Early life and education

Richard Stallings was born in Ogden, Utah to Howard and Elizabeth (née Austin) Stallings in 1940. Richard was raised in Ogden along with his younger sister, Marilyn. He grew up active in Scouting, earning the rank of Eagle Scout at age 16, and a year later the Silver Award.[1] Stallings is a graduate of the Ben Lomond High School class of 1958. He served as a missionary for the Church of Jesus Christ of Latter-day Saints in New Zealand from 1960 to 1962. He earned a Bachelor of Science in history and political science from Weber State College, then went on to earn a Master of Science in history from Utah State University, having fulfilled a portion of his Master's studies at Colorado College.

Career

Stallings taught history at Ricks College in Rexburg, Idaho from 1969 until his election to Congress in 1984.

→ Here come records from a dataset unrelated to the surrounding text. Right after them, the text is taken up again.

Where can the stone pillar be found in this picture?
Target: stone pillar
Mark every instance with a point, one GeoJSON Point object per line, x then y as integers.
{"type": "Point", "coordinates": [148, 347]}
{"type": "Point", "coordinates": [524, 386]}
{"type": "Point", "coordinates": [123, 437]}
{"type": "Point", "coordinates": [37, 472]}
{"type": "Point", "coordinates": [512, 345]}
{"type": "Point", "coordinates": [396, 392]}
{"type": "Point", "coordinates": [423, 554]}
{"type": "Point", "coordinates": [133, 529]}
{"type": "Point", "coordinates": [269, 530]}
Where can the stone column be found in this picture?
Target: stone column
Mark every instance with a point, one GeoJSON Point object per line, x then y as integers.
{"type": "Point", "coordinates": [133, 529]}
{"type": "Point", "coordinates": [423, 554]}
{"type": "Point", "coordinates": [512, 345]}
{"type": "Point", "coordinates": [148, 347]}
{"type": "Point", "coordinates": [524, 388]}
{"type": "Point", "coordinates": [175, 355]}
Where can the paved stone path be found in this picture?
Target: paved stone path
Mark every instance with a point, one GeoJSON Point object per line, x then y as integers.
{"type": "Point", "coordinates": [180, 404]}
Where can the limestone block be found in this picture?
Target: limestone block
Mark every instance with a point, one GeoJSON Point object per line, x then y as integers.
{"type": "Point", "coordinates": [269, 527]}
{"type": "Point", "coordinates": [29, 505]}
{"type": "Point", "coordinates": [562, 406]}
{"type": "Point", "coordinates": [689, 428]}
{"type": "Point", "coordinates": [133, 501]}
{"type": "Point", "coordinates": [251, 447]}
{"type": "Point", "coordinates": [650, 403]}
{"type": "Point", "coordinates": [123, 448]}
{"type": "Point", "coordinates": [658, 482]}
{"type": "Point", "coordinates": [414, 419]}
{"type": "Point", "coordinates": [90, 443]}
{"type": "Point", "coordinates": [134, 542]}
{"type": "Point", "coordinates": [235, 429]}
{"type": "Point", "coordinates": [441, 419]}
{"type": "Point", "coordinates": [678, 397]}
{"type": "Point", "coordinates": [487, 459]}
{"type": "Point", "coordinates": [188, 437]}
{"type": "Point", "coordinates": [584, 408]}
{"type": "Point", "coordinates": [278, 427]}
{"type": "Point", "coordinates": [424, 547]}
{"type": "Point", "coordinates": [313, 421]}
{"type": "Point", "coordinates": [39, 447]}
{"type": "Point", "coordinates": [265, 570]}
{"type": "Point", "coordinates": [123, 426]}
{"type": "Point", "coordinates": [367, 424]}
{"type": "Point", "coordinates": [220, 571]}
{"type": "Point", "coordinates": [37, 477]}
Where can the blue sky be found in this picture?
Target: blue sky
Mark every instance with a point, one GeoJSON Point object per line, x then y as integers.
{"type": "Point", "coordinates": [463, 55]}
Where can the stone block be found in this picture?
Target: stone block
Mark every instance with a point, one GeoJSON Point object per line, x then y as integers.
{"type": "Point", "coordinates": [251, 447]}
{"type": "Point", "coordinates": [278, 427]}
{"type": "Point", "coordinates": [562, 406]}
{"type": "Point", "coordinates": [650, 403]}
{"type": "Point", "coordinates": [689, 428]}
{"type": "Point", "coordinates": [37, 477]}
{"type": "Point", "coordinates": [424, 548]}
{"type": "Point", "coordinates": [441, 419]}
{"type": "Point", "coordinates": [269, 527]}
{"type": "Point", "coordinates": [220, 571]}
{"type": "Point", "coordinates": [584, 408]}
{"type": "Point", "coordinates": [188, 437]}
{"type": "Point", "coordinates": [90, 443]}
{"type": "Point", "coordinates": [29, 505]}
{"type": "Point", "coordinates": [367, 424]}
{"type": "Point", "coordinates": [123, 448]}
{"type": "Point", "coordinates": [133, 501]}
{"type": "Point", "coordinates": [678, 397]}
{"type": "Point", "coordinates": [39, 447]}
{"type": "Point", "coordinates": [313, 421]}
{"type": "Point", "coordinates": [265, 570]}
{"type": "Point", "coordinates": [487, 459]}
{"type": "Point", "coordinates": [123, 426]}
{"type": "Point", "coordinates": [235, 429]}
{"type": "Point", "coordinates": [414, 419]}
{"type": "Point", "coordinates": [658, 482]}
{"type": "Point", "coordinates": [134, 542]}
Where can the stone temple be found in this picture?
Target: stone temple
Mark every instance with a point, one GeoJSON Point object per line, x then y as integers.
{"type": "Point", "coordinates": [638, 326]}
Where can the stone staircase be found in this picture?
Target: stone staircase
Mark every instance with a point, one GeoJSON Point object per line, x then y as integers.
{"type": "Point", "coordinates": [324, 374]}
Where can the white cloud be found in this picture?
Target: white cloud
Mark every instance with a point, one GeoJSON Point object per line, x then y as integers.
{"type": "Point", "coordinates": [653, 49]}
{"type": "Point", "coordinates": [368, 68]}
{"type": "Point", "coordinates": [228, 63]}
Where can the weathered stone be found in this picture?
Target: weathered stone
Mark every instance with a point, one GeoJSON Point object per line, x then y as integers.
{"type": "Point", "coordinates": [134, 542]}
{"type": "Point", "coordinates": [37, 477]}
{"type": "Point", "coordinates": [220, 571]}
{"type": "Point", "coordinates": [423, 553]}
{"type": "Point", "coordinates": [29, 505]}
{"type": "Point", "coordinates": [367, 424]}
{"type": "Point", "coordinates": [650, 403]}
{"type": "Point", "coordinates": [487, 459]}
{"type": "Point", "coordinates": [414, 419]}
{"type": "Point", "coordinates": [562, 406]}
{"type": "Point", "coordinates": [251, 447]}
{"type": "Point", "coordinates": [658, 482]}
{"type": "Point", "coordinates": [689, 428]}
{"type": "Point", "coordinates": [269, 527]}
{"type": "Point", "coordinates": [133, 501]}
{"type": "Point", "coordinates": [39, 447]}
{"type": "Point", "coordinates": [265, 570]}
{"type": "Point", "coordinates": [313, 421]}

U.S. House of Representatives

Idaho Democrats nominated Stallings to challenge four-term Republican incumbent George Hansen in 1982, but he lost in the general election. In 1984, after Hansen was censured by the House of Representatives, Stallings defeated him in a hotly contested race by fewer than 200 votes. [2] Despite representing a heavily Republican district, Stallings was re-elected three times.

A conservative Democrat, Stallings unexpectedly received three votes for the presidential nomination from anti-abortion delegates at the 1988 Democratic National Convention.[3]

Senate campaign

Stallings was the Democratic nominee in 1992 for an open seat in the United States Senate, but lost to Dirk Kempthorne, the popular two-term mayor of Boise.

Clinton administration

In 1993, Stallings was appointed United States Nuclear Waste Negotiator by President Bill Clinton and served in that capacity until the office was eliminated in early 1995.

Later career

Stallings attempted to win his old House seat back in 1998, but was defeated by state house Speaker Mike Simpson of Blackfoot in the general election. The seat was open, as three-term incumbent Mike Crapo successfully ran for an open seat in the U.S. Senate.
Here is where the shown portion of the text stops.